Creates and returns a PEG pattern from a given parameter.

For a given parameter:
* literal string - Matches its specific text (case insensitively) in a
                   subject string.
* list - Must contain a single string which is treated as a character class,
         otherwise a ``ValueError`` will be raised.
         Matches any character in a subject string contained in this class.
* integer - Must be positive or a ``ValueError`` will be raised.
            Matches exactly that many characters in a subject string.
* function - The function will be passed the subject string and current
             index the PEG is at. If a non-negative integer is returned,
             that integer becomes the new index, indicating a match.
* dictionary - A dictionary is interpreted as a grammar. These are useful
               for defining recursive patterns. Each dictionary has key
               names with pattern values, otherwise a ``TypeError`` will be
               raised. Also, there must be a 'default' key whose value is
               the name key for the default pattern to initially match. A
               ``ValueError`` will be raised if it does not exist.

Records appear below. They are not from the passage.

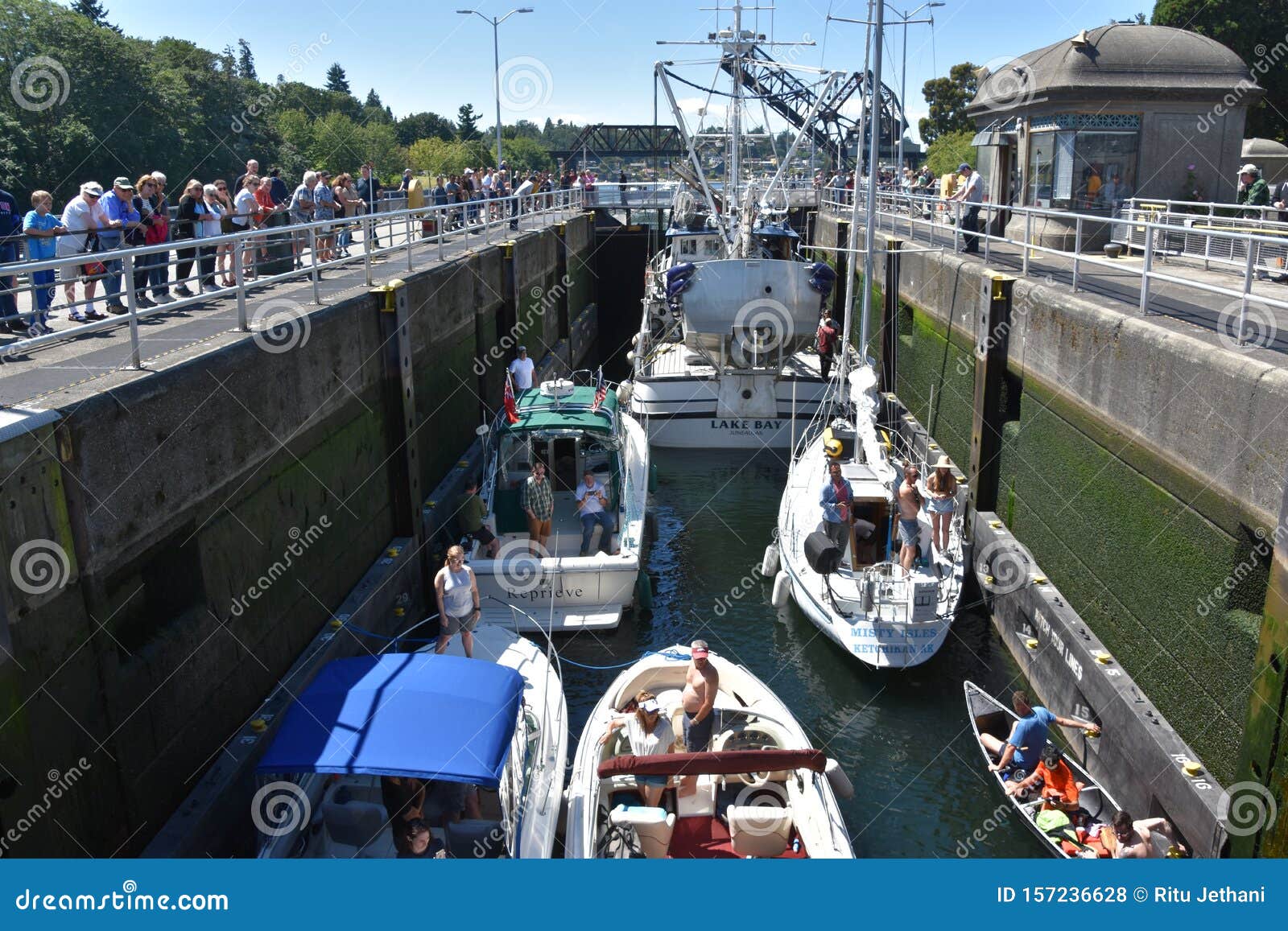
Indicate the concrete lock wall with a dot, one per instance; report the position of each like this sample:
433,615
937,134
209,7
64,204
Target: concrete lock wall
1140,467
175,501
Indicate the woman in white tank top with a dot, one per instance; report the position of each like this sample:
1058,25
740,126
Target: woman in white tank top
457,602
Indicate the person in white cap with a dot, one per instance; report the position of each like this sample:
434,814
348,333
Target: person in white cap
81,218
521,370
942,486
650,734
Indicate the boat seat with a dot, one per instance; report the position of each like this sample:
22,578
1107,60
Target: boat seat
652,826
476,838
356,828
759,830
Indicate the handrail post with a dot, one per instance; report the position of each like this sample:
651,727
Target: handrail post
240,280
1247,291
366,248
1028,236
132,302
313,264
1146,268
1077,249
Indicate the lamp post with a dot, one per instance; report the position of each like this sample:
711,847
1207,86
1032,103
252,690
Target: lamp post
496,66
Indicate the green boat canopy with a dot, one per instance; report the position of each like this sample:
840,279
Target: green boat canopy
572,411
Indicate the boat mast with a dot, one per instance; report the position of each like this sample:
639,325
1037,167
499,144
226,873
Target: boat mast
873,152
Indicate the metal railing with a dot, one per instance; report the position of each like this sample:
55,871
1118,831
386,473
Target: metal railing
315,248
937,220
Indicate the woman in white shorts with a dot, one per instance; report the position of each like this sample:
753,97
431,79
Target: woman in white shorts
457,602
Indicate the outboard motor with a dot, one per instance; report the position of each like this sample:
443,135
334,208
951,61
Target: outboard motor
822,554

If it
               points to an invalid name key, ``KeyError`` will be raised.
* Pattern - The pattern is simply copied.
* anything else - ``TypeError`` will be raised.

Warning: left-recursive patterns are not checked for and will cause a
``RuntimeError`` when ``match`` is called due to a recursion overflow.

Examples::

  # creates a pattern that matches 'foo' literally
  patt = Pattern('foo')

  # creates a pattern that matches 'a', or 'b', or 'c' character once
  patt = Pattern(['abc'])

  # creates a pattern that matches any single character
  patt = Pattern(1)

  # creates a pattern that matches any even, single digit number
  def even_single_digit(subject, index):
    digit = subject[index]
    if digit >= '0' and digit <= '9' and int(digit) % 2 == 0:
      return index + 1
  patt = Pattern(even_single_digit)

  # creates a pattern that searches for 'e'
  patt = Pattern({
    1: Pattern('e') | Pattern(1) + PatternBackRef(1),
    'default': 1
  })

__getitem__(self, key)
(Indexing operator)

source code 

Returns a PEG repetition of this pattern given a slice.

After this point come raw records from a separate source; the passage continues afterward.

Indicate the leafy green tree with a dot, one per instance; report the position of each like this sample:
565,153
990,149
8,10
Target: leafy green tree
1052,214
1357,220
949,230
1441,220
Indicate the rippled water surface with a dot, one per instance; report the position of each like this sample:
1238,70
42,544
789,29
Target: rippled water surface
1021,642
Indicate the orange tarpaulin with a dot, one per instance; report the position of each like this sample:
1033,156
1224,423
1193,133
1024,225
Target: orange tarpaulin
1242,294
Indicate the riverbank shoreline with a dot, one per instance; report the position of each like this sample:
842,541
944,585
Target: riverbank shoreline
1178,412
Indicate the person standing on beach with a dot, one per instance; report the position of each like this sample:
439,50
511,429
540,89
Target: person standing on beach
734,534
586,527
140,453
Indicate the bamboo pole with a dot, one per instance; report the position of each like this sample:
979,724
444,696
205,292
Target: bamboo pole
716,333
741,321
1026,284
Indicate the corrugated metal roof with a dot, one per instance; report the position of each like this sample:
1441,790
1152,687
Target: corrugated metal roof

Valid slices are: * ``[:1]`` - matches zero or one occurance of the pattern. * ``[0:]`` - matches zero or more occurances of the pattern. * ``[1:]`` - matches one or more occurances of the pattern. * anything else - ``ValueError`` will be raised.

Warning: repeating patterns that do not consume input zero or more times will cause a ``RuntimeError`` after ``self.REPETITION_LIMIT`` loops. This cannot be checked for.

Examples:

 # creates a pattern that matches 'foo' either not at all or only once
 patt = Pattern('foo')[:0]

 # creates a pattern that matches 'bar' either not at all or many times
 patt = Pattern('bar')[0:]

 # creates a pattern that matches 'baz' at least once
 patt = Pattern('baz')[1:]

__pos__(self)

source code 

Returns a PEG And-predicate for the current pattern.

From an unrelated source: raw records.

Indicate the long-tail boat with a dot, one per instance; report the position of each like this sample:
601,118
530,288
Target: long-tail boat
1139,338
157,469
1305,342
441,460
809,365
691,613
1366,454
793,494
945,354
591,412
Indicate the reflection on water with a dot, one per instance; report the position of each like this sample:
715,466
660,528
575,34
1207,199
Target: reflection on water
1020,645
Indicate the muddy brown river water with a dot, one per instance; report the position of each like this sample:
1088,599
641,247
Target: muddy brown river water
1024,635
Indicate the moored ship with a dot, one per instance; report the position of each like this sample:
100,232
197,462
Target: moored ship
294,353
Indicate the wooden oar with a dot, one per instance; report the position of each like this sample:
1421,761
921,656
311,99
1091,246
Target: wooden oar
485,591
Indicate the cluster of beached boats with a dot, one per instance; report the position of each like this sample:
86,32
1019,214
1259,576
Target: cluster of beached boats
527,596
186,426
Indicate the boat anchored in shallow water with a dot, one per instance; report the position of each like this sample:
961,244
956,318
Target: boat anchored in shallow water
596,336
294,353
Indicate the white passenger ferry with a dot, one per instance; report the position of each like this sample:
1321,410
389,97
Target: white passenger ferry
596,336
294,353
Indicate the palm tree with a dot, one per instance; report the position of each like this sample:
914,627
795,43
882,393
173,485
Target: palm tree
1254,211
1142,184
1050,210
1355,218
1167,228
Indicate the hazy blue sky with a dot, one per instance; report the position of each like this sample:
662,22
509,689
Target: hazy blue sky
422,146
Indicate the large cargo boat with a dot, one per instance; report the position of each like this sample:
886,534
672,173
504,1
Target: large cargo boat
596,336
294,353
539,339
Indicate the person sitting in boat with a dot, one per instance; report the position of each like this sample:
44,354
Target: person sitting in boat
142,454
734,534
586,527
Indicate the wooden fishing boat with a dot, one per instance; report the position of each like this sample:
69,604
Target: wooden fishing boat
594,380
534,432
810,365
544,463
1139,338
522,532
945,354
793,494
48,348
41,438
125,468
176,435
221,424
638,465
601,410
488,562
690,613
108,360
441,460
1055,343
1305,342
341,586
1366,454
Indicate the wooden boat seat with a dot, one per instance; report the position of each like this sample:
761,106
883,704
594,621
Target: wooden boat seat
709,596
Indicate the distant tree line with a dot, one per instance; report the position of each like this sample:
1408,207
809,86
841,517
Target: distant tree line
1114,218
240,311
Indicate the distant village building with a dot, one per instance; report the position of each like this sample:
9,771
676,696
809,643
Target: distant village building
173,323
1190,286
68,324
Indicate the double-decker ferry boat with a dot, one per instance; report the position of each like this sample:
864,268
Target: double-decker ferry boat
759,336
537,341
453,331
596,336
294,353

An And-predicate matches the pattern, but does not consume input.

Examples:

 # creates a pattern that matches 'foo' literally, but does not consume it
 patt = +Pattern('foo')

 # creates a mattern that matches 'foo', but only consumes 'f'
 patt = +Pattern('foo') + 'f'

__neg__(self)

source code 

Returns a PEG Not-predicate for the current pattern.

A Not-predicate matches the inverse of the pattern, consuming no input.

Examples:

 # creates a pattern that does not match the characters 'a', 'b', or 'c'
 patt = -Pattern(['abc'])

 # creates a pattern that matches 'foo', but not 'bar' afterwards
 patt = Pattern('foo') + -Pattern('bar')

__add__(self, other)
(Addition operator)

source code 

Joins this pattern and another together in a PEG Sequence and returns it.

A Sequence matches the first pattern and then the second.

If the other pattern is a literal string, list, integer, function, or dictionary, it is converted into a PEG pattern as in ``__init__`` first.

Examples:

 # creates a pattern that matches 'foo' and 'bar' literally
 patt = Pattern('foo') + 'bar'

__sub__(self, other)
(Subtraction operator)

source code 

Syntactic sugar for ``-other + self``.

Examples:

 # creates a pattern that matches any character but 'a'
 patt = Pattern(1) - 'a'

__or__(self, other)
(Or operator)

source code 

Join this pattern and another together in a PEG Prioritized Choice and returns it.

A Prioritized Choice matches either pattern, the first taking precedence.

If the other pattern is a literal string, list, integer, function, or dictionary, it is converted into a PEG pattern as in ``__init__`` first.

Examples:

 # creates a pattern that matches 'foo' first, or else 'bar'
 patt = Pattern('foo') | 'bar'

match(self, subject, init=0)

source code 

Matches this PEG pattern against a subject string starting at init. If any captures are contained in the pattern, they are returned as a tuple. Otherwise, the index of the first character in subject after the match is returned, or ``-1`` if the match failed.

``IndexError`` will be raised if ``init >= len(subject)``.

Examples:

 patt = Pattern('foo')
 index = patt.match('foobar')
 #result: index = 3

 patt = Pattern('bar')
 index = patt.match('foobar', 3)
 #result: index = 6

 patt = SimpleCapture('foo')
 text, = patt.match('foobar')
 #result: text = 'foo'

__match(self, pattern, subject, init, userdata)

source code 

Private helper function used internally. Behaves like ``match``, but always returns an index.